GOODLATTE AND BOUCHER REINTRODUCE LEGISLATION TO PROHIBIT ONLINE GAMBLING
Washington, DC: At a press conference today Congressmen Bob Goodlatte (R-VA) and Rick Boucher (D-VA) reintroduced the Internet Gambling Prohibition Act. This bipartisan legislation will crack down on the growing problem of illegal, off shore gambling, as well as illegal gambling that crosses state lines over phone lines and Internet technologies. These activities suck billions of dollars per year out of the U.S. economy, serve as a vehicle for money laundering, undermine families, and threaten the ability of states to enact and enforce their own laws.
Congressmen Goodlatte and Boucher previously introduced similar legislation in both the 106th and 107th Congresses only to have their legislation derailed by Jack Abramoff and the lobbying effort he led. In fact, in the 106th Congress, the Goodlatte-Boucher legislation received support from more than sixty percent of the House of Representatives but fell victim to Abramoff's campaign of misinformation and lacked the two-thirds required for passage under suspension of the rules.
"I have been continuously committed to putting an end to gambling on the Internet," said Rep. Goodlatte. "For too long our children have been placed in harm's way as online gambling has been permitted to flourish into a $12 billion industry. The Internet Gambling Prohibition Act brings the current ban against interstate gambling up to speed with the development of new technology."

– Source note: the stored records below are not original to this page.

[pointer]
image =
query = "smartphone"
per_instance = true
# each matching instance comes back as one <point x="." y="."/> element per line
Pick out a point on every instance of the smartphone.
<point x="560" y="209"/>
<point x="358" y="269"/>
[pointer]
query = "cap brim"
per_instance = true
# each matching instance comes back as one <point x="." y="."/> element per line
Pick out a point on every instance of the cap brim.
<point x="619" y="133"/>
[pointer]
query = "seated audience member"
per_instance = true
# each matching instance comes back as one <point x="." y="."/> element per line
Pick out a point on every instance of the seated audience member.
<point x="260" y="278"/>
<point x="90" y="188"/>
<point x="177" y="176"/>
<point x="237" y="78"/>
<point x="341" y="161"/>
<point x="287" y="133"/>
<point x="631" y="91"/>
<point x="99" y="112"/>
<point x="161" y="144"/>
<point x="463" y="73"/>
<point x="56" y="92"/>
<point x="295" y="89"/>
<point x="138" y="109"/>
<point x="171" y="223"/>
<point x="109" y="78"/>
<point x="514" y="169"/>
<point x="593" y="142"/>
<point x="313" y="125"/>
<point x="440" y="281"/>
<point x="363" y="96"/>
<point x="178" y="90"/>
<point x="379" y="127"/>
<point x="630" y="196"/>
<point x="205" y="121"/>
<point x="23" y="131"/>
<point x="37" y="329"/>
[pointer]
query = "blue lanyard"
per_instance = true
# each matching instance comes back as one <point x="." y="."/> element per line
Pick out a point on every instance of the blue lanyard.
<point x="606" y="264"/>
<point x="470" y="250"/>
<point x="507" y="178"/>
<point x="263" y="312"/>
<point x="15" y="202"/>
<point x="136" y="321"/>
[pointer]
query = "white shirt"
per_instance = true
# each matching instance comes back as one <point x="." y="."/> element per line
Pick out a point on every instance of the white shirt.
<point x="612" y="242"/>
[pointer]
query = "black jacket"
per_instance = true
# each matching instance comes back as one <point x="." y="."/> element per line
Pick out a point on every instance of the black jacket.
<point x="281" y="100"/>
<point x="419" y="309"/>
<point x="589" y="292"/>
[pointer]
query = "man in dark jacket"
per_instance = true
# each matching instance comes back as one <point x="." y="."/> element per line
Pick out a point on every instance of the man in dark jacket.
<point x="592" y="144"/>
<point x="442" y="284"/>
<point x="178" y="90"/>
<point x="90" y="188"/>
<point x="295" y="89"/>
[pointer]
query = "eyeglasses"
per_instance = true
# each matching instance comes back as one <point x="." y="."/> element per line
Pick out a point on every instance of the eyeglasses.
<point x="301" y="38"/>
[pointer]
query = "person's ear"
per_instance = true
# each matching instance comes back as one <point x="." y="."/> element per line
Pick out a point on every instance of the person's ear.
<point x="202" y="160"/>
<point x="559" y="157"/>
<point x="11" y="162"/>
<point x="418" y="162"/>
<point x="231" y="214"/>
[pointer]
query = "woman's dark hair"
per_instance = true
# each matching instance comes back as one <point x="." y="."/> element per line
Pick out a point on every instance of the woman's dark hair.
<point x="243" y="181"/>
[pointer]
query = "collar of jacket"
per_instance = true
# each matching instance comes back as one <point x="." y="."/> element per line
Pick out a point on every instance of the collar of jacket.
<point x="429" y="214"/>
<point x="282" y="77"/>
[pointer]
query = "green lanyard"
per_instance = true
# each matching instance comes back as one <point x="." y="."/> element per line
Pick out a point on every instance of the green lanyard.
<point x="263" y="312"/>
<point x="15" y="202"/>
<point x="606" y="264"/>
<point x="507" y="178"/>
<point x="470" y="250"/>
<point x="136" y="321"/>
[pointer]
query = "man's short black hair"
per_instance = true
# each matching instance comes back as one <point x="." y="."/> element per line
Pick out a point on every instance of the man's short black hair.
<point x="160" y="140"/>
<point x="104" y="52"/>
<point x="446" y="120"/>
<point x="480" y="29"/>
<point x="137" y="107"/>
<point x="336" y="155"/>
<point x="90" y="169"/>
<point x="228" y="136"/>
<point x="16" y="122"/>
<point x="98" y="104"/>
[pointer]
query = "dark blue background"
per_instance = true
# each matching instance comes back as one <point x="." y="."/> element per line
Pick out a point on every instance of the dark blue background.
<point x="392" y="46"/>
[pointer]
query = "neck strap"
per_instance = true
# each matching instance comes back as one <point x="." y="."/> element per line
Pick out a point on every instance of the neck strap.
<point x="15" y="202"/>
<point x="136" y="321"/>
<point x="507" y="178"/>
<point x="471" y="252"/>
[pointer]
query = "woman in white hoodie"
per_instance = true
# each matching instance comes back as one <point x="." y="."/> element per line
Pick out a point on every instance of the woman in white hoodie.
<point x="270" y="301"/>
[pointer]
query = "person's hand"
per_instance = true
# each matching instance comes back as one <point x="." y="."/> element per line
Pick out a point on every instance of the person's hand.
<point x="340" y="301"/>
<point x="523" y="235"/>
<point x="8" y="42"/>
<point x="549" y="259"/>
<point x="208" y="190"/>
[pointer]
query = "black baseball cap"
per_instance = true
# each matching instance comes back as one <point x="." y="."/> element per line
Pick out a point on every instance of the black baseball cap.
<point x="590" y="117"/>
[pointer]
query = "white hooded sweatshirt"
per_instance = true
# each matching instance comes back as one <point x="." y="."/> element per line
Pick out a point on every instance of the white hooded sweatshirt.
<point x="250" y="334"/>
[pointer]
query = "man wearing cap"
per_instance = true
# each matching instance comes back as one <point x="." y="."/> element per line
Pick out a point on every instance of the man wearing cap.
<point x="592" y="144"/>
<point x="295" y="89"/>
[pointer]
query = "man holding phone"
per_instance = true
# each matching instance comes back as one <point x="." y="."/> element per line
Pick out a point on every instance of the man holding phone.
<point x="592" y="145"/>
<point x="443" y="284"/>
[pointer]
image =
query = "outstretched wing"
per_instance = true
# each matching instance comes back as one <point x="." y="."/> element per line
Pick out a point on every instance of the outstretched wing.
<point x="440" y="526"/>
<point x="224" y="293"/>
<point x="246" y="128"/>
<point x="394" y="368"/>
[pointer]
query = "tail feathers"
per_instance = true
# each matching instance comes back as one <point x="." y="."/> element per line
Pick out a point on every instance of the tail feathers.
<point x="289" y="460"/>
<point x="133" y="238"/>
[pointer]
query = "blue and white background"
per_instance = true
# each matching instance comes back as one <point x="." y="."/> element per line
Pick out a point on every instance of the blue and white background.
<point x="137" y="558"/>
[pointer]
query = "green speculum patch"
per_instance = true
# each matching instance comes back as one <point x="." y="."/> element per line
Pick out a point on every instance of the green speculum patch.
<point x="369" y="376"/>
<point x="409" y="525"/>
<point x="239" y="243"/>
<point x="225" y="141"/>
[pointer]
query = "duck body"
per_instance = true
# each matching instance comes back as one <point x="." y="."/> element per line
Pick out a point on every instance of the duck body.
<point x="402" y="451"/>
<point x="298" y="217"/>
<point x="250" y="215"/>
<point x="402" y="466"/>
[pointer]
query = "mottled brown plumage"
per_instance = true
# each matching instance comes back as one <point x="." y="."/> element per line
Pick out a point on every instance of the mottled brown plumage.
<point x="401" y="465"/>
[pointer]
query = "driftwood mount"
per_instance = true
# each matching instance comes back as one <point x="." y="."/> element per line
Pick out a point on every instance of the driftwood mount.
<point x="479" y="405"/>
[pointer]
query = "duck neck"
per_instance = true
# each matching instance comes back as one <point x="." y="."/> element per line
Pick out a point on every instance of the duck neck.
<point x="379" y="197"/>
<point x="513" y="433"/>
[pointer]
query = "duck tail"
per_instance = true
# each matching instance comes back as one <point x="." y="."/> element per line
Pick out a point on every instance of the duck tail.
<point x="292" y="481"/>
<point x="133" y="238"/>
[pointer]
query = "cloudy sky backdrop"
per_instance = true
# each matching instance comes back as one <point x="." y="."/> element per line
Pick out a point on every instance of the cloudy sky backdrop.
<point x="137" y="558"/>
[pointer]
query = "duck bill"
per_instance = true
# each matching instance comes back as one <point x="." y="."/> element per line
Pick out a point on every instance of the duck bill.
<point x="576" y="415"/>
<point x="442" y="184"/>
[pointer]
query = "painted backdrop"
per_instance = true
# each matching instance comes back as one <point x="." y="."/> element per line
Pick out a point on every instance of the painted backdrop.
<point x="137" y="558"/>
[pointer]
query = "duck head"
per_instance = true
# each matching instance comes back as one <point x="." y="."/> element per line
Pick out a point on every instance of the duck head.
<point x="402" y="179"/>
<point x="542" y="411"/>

The Internet Gambling Prohibition Act cracks down on illegal gambling by updating the Wire Act to cover all forms of interstate gambling and account for new technologies. Under current federal law, it is unclear whether using the Internet to operate a gambling business is illegal. The closest useful statute currently is the Wire Act, which prohibits gambling over telephone wires. The Wire Act, which was written well before the invention of the World Wide Web, has become outdated. The Internet Gambling Prohibition Act amends the Wire Act to make it clear that the prohibitions include Internet gambling and the use of other new technologies.
"The explosive growth of the Internet has provided a means for gambling operations to evade existing anti-gambling laws," Boucher stated. "These Internet gambling websites typically operate offshore and often serve as a prime vehicle for money laundering and other criminal enterprises. Our bill sensibly updates federal law to keep pace with new technologies by bringing the Internet within the fold of the anti-gambling restrictions that govern telephones."
The Internet Gambling Prohibition Act allows states to continue to regulate gambling within their borders with tight controls to be sure that it does not extend beyond their borders or to minors. It also prohibits a gambling business from accepting certain forms of payment, including credit cards, checks, wire and Internet transfers, in illegal gambling transactions. The legislation also allows federal, state, local and tribal law enforcement officials to seek injunctions to prevent and restrain violations of this Act and obtain cooperation in the fight against illegal gambling.
Additionally, this legislation increases the maximum prison term for a violation of this Act from 2 years to 5 years.
"Illegal online gambling doesn't just hurt gamblers and their families, it hurts the economy by draining dollars from the United States and serve as a vehicle for money laundering, stated Goodlatte. "It is time to shine a bright light on theses illegal sites and bring a quick end to illegal gambling on the Internet."